They are the custodians of cool, and the names behind some of the hippest, new restaurants in the country. Meet the siblings, Ayaz and Zameer Basrai of The Busride studio

Think of the last new restaurant you dined at and were impressed with not just the food but the décor too? Chances are it would have been designed by the duo whose roster includes the Smoke House Deli, Social, The Bombay Canteen, Pizza Express, JamJar among others. We caught up with Ayaz to share with us a few things on design, and its peripherals. Excerpts from the interview…


How did you decide on the name Busride for the studio?

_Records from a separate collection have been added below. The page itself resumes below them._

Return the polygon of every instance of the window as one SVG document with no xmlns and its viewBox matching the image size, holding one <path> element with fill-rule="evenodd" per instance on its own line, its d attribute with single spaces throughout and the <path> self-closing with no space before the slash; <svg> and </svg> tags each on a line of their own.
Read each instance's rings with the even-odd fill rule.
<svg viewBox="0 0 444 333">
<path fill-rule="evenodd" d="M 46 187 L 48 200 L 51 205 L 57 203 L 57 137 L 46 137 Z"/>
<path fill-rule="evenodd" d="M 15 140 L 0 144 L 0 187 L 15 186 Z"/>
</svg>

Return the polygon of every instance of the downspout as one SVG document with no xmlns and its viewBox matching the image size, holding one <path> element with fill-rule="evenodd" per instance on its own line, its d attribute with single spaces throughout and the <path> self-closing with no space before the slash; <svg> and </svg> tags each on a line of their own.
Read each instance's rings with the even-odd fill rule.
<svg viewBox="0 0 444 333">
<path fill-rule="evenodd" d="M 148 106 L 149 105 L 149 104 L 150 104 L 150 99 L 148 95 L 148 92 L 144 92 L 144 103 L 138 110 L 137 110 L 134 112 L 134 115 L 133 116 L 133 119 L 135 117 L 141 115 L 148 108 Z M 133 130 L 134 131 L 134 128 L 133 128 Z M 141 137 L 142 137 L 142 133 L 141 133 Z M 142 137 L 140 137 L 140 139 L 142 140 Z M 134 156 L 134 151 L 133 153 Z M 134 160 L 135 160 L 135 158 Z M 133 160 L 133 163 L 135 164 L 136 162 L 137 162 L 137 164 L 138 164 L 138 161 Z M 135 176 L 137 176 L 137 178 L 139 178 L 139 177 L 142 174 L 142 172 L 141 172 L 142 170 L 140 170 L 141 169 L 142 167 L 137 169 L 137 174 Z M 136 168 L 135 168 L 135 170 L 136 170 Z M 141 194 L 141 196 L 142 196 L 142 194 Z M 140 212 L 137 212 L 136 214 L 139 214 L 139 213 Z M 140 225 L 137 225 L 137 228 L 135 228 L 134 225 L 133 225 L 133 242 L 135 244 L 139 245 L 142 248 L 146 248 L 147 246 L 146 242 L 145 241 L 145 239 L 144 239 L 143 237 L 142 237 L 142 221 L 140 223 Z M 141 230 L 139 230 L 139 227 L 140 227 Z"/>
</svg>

We've always fantasised about a mobile studio, a place that isn't really grounded in expensive real estate, and the idea of working at the back of a bus was sort of an ideal situation when we started. It helps that our surnames are Basrai, and our forefathers were pearl traders from Basra. And we have a general predilection to select a path that leads to more confusion. So The Busride worked perfectly badly for us.


Did you always want to be a designer?

I've wanted to be various things, ranging from a park ranger to a comic book artist. I guess being an industrial designer sort of covers the range of possibilities nicely. We can still play pretend and do most things.


If not a designer, then what would you be?

I think something to do with wildlife; maybe a park ranger, or a filmmaker of some kind.


How did you guys decide to work together?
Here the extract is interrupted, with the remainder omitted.